Keywords

1 Introduction

Lave and Wenger [11] showed that people join a community or an organization slowly, through a process of “legitimate peripheral participation,” in which they must first learn their new environment, then tentatively test their knowledge, and finally begin to act as fully competent members. Organizations and their new-hires would benefit from speeding up this process from “newbie” to “insider.”

With all the challenges that come with being a new hire, the path for every employee to go from the “newbie” stage to an “insider” depends on how fast they acquire enough knowledge to feel comfortable at their new workplace. Obviously this depends on the size of the company and the direct group who will be working with the employee, the job rank, his/her number of years of previous experience, whether there is a change in the type of job and his/her personality and ability to deal with uncertainty. In [14] seven different information seeking tactics (overt questions, indirect questions, third parties, testing limits, disguising conversations, observing, surveillance) are studied which are used by new hires in an organization to seek information.
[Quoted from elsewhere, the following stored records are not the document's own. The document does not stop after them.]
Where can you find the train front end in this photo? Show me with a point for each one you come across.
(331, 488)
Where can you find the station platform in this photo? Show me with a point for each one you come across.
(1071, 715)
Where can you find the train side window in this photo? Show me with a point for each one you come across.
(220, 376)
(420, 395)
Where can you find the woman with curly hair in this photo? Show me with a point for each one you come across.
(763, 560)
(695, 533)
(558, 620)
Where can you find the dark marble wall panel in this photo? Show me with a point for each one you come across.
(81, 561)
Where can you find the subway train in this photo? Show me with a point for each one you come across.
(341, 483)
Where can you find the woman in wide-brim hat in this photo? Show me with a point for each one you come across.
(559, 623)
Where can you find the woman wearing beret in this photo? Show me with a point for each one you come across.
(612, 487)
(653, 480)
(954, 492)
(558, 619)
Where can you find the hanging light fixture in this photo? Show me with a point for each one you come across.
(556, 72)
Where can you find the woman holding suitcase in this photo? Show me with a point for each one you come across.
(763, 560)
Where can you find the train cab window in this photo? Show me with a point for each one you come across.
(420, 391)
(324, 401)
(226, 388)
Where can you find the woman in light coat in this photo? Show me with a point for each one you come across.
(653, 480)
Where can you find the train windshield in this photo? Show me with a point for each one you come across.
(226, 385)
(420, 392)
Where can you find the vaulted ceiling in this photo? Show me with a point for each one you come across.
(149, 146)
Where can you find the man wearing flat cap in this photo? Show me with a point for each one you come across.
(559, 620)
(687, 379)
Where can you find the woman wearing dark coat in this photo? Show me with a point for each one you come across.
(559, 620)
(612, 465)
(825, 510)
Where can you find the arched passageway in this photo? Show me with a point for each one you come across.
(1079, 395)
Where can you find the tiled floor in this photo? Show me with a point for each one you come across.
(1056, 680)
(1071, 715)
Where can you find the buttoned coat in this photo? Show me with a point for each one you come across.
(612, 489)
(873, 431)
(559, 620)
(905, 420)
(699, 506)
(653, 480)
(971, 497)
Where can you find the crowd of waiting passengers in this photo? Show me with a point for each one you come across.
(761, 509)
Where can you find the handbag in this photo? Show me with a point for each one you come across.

This paper describes how a conversational agent can be used to augment the onboarding process and details our experience with building and deploying an end-to-end system. We explain the various steps involved from curating a domain-specific knowledge base to evaluating the system using message logs and questionnaires. The main advantage of our proposed system is that unlike humans, conversational agents can be available 24/7 to answer new hire questions and unlike existing web-based tools the agent provides a human-like interaction. Additionally, the agent can help with compliance by sending proactive messages to the user which could be helpful in reminding new employees of their tasks to be completed.

The primary goal of our proposed system is to cater to the work-related informational needs of the newcomers in an organization. The system is designed to provide an answer for questions on company policies and procedures, or search the company’s Intranet. In addition, the system can help new hires connect with co-workers by allowing them to find experts on certain topics as well as looking up co-workers through an intelligent directory look-up service. While information retrieval is an essential objective for our agent, social behavior and interaction capabilities are equally important. A number of works have dealt with how conversational agents should interact and behave with humans [7, 24, 28]. As noted by previous works, we anticipated the anthropomorphic chit-chat behavior and implemented a chit chat module providing a more natural human/agent interaction.
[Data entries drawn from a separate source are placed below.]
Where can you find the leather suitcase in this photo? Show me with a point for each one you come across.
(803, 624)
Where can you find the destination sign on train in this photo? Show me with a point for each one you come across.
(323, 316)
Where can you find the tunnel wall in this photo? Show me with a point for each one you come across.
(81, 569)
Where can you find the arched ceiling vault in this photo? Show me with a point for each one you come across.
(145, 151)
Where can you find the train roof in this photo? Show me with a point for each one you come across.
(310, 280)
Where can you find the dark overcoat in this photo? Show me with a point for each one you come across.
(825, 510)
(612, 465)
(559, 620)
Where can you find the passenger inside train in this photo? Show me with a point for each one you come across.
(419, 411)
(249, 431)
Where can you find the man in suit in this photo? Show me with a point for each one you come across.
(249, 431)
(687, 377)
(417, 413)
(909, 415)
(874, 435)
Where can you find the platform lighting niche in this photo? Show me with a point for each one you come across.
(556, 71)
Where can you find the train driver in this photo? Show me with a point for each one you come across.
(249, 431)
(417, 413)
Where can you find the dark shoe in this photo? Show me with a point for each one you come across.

The use of conversation in information systems goes back to the 1950s [25]. More recently, success in the field of natural language processing and machine learning has led to rapid adaptation of state of the art chat bot technologies for information access in various fields including education [22], health care [5], or accounting [15]. Conversational systems have been an active area of research with focus areas including user experience [18, 23], personalization [10], and dialog modeling [16, 26, 29]. Most conversational systems proposed in the literature are evaluated on datasets created for artificial tasks or in a laboratory. Our work focuses on the process involved in building an end-to-end conversational agent evaluated in the field.
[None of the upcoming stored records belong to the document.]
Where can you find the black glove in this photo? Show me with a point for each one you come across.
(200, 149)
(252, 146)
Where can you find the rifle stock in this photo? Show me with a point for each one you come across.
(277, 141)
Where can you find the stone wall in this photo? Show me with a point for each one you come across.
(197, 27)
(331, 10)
The rest of this paper is organized as follows. Section 2 describes the system design and the steps involved in building a conversation system for a domain specific application. Section 3 provides details of the study design followed by the results of our user study in Sect. 4. We conclude the paper with a discussion and directions for future work.

2 System Description

We designed a conversational agent named Chip to aid new hires with their information needs and ease their way into the organization. The agent was available on a company wide instant messaging service that the new hires could add to their buddy list and start interacting. We conducted a user study to gain insights into the user’s experience with system and estimate system performance. In this section, we describe the capabilities of the system along with design in detail.

2.1 System Capabilities

Knowledge Base: The primary goal of the agent was to address the information needs of newcomers in an organization. We compiled a set of frequently asked questions on a variety of topics to address their needs (refer to Sect. 2.2 for more details on the methodology used to identify these questions). The knowledge base also contained question variations that enabled our system to provide the same answer to different versions of the same underlying question. The knowledge base consisted of answers for each question. An example question-answer pair is show below:

figure a

Chit Chat: Our goal was not only to build a question answering system but also to provide a human touch to the interactions. It has been shown that “anthropomorphism” can solicit social responses from users such as trust, empathy, etc., and also helps with conversation [2]. Casual conversations such as chit chat is one possible way to humanize an agent [12]. We developed a chit chat module to handle casual conversation pertaining to agent trait (e.g. who are you?, what do you like?, etc.), agent status (e.g. how are you?, what are you doing?, etc.), compliments (e.g. you are great!, you are smart, etc.). The agent could even tell jokes.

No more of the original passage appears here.